This was an incredibly uneven sequel to the rather decent "I Know What You Did Last Summer" of the previous year. It starts out pretty good with Julie James being the girl haunted by what went on in the previous film. She kind of lives in fear since the body of her haunter was never found. They win a radio contest and that's when the contrivances begin. These are things that happen for the sole purpose of furthering the plot, but the chances of them happening in reality are slim to none.
We actually start with Ray's trip to meet Julie. The last word anyone got on Ray was that he's working all weekend, and yet, by some freak coincidence, the fisherman blocks his path on the highway to meet Julie. This is where the movie started to lose it and we're not even 20 minutes in. There is no way anyone could have known that Ray would be on that road at that moment. None. Not even Ray would have known that.
Julie gets a warning on a Karaoke screen. In the midst of a song, it spouts "I know what you did last summer" before blanking out. Sorry, karaoke lyrics are preprogrammed for the song. In order for this to work, the killer would have had to pick the song for Julie to sing and have reprogrammed the lyrics. Yeah...no. Spooky, but unbelievable.
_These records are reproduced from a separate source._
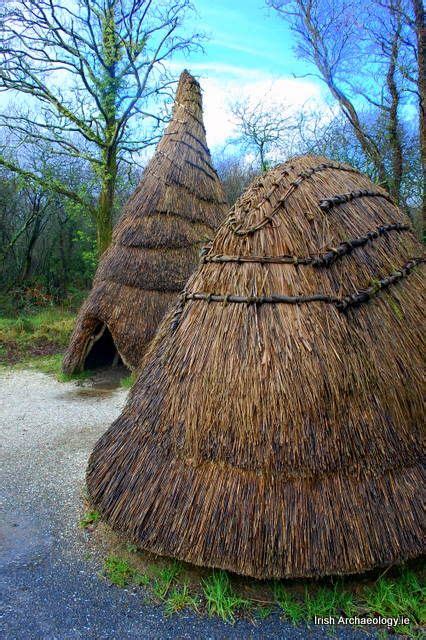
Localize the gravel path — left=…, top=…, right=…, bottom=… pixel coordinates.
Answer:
left=0, top=371, right=380, bottom=640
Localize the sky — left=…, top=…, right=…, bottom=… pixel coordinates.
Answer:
left=170, top=0, right=328, bottom=151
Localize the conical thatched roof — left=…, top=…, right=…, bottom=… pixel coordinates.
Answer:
left=64, top=71, right=226, bottom=373
left=87, top=157, right=425, bottom=578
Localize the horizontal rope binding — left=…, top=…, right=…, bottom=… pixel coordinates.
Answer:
left=319, top=189, right=396, bottom=211
left=202, top=222, right=410, bottom=267
left=226, top=162, right=360, bottom=236
left=171, top=258, right=425, bottom=331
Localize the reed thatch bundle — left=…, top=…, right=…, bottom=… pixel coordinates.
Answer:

I just love the way everyone yells in this one. Ty yells at Julie and makes fun of her. The weird part here is that at the beginning, Kara knows about Ben Willis and what happened the previous year. Then Julie tells the whole story and no one seems to have known about it. They are accepting at one moment, then Julie is a bad friend or something for keeping the truth to herself. Would friends completely discount the words of their friend so quickly?
Gotta love the whole "we'll go this way. Stay here; you'll be safer." Yeah, this guy's been running everywhere and one place is any safer than another? Why don't people just stick together in these movies?
And finally, the creme de la creme of stupidity: Kara jumps off a balcony and lands of the glass roof of the greenhouse. Of course, she flips out about being on this glass roof; who wouldn't? Then she performs the "my director told me to do this" move. She steps directly in the middle of a glass panels and watches it splinter under her feet. She then places her other foot right next to it. Guess what happens. If you said the panel broke under her weight and she falls into a locked building, you win the prize. An intelligent person would have had her walk on the support beams.
So, this movie failed miserably to deliver any more than an average slasher to an above average first installment. Most of what happened occurred because the plot required it. The "slicker guy" had no rhyme to his death choices and it was mainly a "kill everyone and take no prisoners" plot that is the fare of slashers. Nothing new. Nothing innovative. Just an average movie.